The depths of Fry’s mental illness did not come to light until the publication of Ian Wilton’s wonderful biography of Fry, C.B.Fry – An English Hero, as the author was granted access to private documents and also was able to interview family members. Fry’s first bout with the illness was noted as being in his last year at Oxford in 1894, and given that he was to suffer greatly in middle age it’s entirely possible that he also suffered during his cricket career. Indeed, it was noted in the Sussex annual report for 1902 that Fry had been ill that year, though no details were given, if indeed they were known.
Fry in his own words
In Patrick Ferriday’s excellent book on the 1912 Triangular Tournament Before The Lights Went Out, Ferriday quotes Fry writing in his own Fry’s Magazine prior to the tournament, wherein Fry espoused an early version of the central contract for Test players while pinning his colours to the flag as possible captain of England:-
“But I certainly think that a team which plays regularly together fashions that easy and confident state of mind which is all so much to the good in batsmen – where as a team which is collected for the occasion from the four quarters of England and does not know itself as a team is liable to find its batting disadvantageously affected – a team feels its corporate existence and a team that plays regularly together is more likely to bat up to the true individual form of its members than a viryally scratch team. England teams in England are at a disadvantage in this respect. But the worst disability under which they labour is that the batsmen feel that they are “playing for their places” or are under an obligatoion to “justify their selection”. This induces an introspective frame of mind which is unsettling.”

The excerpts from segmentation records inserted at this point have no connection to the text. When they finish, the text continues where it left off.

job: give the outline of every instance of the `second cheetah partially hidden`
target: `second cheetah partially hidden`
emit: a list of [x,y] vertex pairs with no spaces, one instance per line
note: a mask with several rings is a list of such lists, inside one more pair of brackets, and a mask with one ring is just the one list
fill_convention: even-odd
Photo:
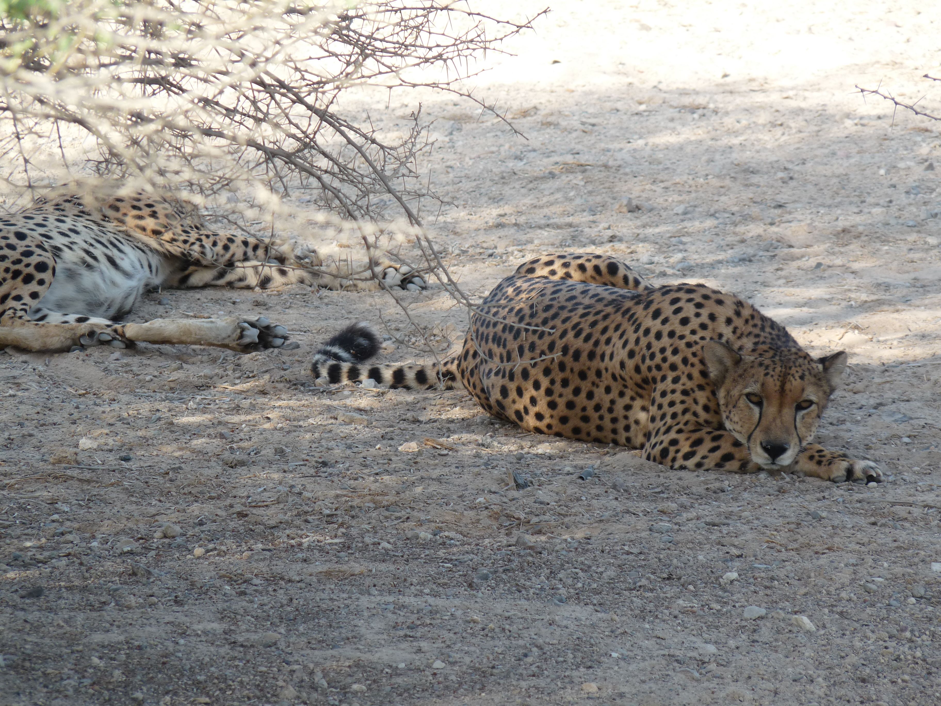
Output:
[[539,434],[643,449],[670,468],[784,470],[881,481],[871,461],[810,443],[846,367],[703,284],[655,287],[597,254],[521,265],[437,365],[364,365],[378,339],[357,324],[314,356],[330,382],[403,388],[459,380],[490,414]]

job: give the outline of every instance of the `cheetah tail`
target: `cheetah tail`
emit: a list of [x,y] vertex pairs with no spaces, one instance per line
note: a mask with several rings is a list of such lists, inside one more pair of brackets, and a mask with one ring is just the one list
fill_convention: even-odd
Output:
[[456,359],[439,365],[360,365],[379,352],[379,335],[360,322],[343,329],[313,354],[311,372],[315,379],[327,377],[333,384],[375,380],[379,385],[406,390],[431,390],[455,386]]

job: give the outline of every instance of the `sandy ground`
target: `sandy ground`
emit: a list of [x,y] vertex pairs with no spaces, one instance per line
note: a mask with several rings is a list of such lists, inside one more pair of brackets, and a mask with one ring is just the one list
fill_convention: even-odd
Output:
[[[441,96],[370,111],[438,119],[468,291],[558,250],[733,291],[849,351],[818,441],[886,484],[313,387],[344,322],[407,335],[380,294],[154,295],[141,319],[263,313],[302,346],[0,354],[0,703],[941,703],[941,125],[853,94],[941,105],[919,5],[562,3],[479,80],[525,139]],[[405,298],[462,329],[440,287]]]

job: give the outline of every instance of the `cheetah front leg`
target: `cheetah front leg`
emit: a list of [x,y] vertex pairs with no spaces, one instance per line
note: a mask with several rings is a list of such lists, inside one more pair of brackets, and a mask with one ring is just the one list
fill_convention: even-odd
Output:
[[835,483],[866,481],[882,483],[882,470],[872,461],[850,458],[839,451],[827,451],[816,443],[808,443],[788,469],[814,478],[832,480]]
[[153,319],[145,324],[120,324],[120,333],[129,341],[149,344],[215,345],[244,353],[279,348],[287,340],[287,329],[268,319]]

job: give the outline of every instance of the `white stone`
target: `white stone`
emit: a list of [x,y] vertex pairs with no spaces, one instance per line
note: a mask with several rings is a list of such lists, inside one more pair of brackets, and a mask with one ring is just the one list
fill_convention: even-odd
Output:
[[739,579],[739,574],[737,572],[729,571],[721,579],[719,579],[719,583],[722,584],[723,586],[728,586],[733,581],[738,581],[738,579]]
[[810,622],[810,619],[806,616],[794,616],[790,618],[790,622],[799,627],[801,630],[805,630],[808,633],[816,633],[817,628],[814,624]]
[[337,421],[343,422],[348,425],[369,424],[369,419],[364,417],[362,414],[354,414],[353,412],[337,412]]
[[78,440],[78,450],[79,451],[91,451],[91,449],[98,448],[98,441],[93,439],[88,439],[88,437],[82,437]]

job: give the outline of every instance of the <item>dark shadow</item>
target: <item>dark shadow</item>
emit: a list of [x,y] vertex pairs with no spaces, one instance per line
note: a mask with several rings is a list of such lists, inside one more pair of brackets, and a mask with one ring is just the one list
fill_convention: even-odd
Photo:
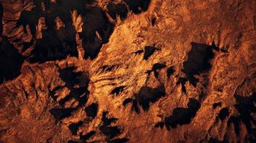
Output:
[[145,47],[145,53],[144,53],[144,59],[147,60],[148,58],[154,54],[154,52],[157,50],[157,48],[155,46],[147,46]]
[[168,69],[167,69],[167,77],[168,78],[170,78],[170,77],[173,74],[173,73],[175,72],[175,71],[174,70],[174,68],[173,66],[170,66],[169,67]]
[[186,89],[185,84],[186,82],[188,82],[188,79],[183,78],[183,77],[179,77],[178,80],[177,81],[176,84],[181,84],[181,90],[185,94],[187,93],[187,89]]
[[9,44],[5,36],[0,41],[0,84],[4,81],[12,80],[20,74],[24,62],[24,56],[19,54]]
[[210,60],[214,56],[212,49],[213,46],[209,45],[191,43],[191,50],[188,54],[187,61],[183,62],[182,71],[186,74],[188,81],[193,87],[196,87],[198,82],[194,76],[211,69]]
[[228,108],[222,108],[219,112],[218,117],[219,118],[223,121],[229,115],[229,111]]
[[106,6],[106,9],[110,16],[114,19],[116,19],[116,15],[119,15],[122,19],[124,19],[127,17],[128,13],[127,7],[122,4],[109,3]]
[[95,118],[97,116],[99,105],[96,103],[93,103],[87,107],[84,110],[87,117]]
[[95,131],[91,131],[85,135],[80,135],[80,139],[83,141],[86,141],[93,137],[96,132]]
[[134,14],[140,14],[147,10],[150,0],[124,0],[129,9]]
[[102,125],[99,127],[99,129],[105,136],[106,136],[106,141],[110,141],[114,137],[117,137],[122,132],[121,129],[117,126],[111,126],[111,123],[114,123],[117,121],[116,118],[108,118],[106,114],[107,112],[103,113],[101,121]]
[[158,123],[155,127],[163,127],[164,124],[168,130],[170,130],[170,128],[175,128],[178,125],[189,124],[192,118],[196,116],[200,107],[201,104],[197,100],[189,99],[188,108],[175,108],[173,115],[166,117],[164,122]]
[[214,103],[212,105],[212,107],[214,107],[214,109],[216,109],[218,107],[221,107],[221,102],[217,102],[217,103]]
[[70,130],[72,135],[76,135],[79,127],[83,125],[83,122],[80,121],[78,123],[72,123],[71,124],[68,125],[68,129]]
[[137,94],[134,94],[135,99],[132,100],[132,110],[140,113],[138,105],[141,106],[144,111],[150,109],[150,104],[158,101],[165,96],[165,88],[160,85],[157,88],[142,87]]
[[110,94],[112,95],[119,95],[121,92],[122,92],[126,87],[125,86],[121,86],[114,88],[111,92]]
[[54,117],[56,121],[60,121],[63,118],[70,117],[73,109],[67,108],[67,109],[56,109],[53,108],[50,109],[50,114]]

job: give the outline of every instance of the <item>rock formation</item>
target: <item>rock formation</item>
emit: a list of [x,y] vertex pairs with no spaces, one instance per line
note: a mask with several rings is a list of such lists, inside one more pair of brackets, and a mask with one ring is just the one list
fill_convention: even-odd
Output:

This I feel gets to the heart of Fry’s batting problems in Tests – for the reasons he himself highlighted Fry was particularly nervous when batting for England. It is clear from the comments he made above that he felt that it was unfair to expect players to have to be continually unsure of their place in the England side, and indeed it may have offended his sensibilities as an amateur to have to do so – for Sussex and later Hampshire there was no doubt that if Fry was available, he was playing, a luxury which he would never enjoy for England except for the 1912 tournament when he was virtually picking the side himself – small wonder then that he would enjoy his finest hour on the international stage in those circumstances.
It’s impossible to say how good Fry could have been in Test cricket had he not suffered so much with his mental issues, whether it be nerves, sensitivity or something far more serious, and it’s just as impossible to read detailed studies of his life, such as Wilton’s book, without feeling simultaneously a degree of sadness at the issues Fry was faced with and frustrated at the enormous talent which, in the Test arena at least, remained unfulfilled. Perhaps if he had met and married someone that showed him more support he could have conquered his demons and gone on to even greater things – there are people in life who, no matter how capable they are, require a degree of certification and encouragement in order to give of their best. Ultimately this might also explain Fry’s need to embellish stories of his derring-do when by any standards he had already found, as he put it in the title of his autobiography, a life worth living.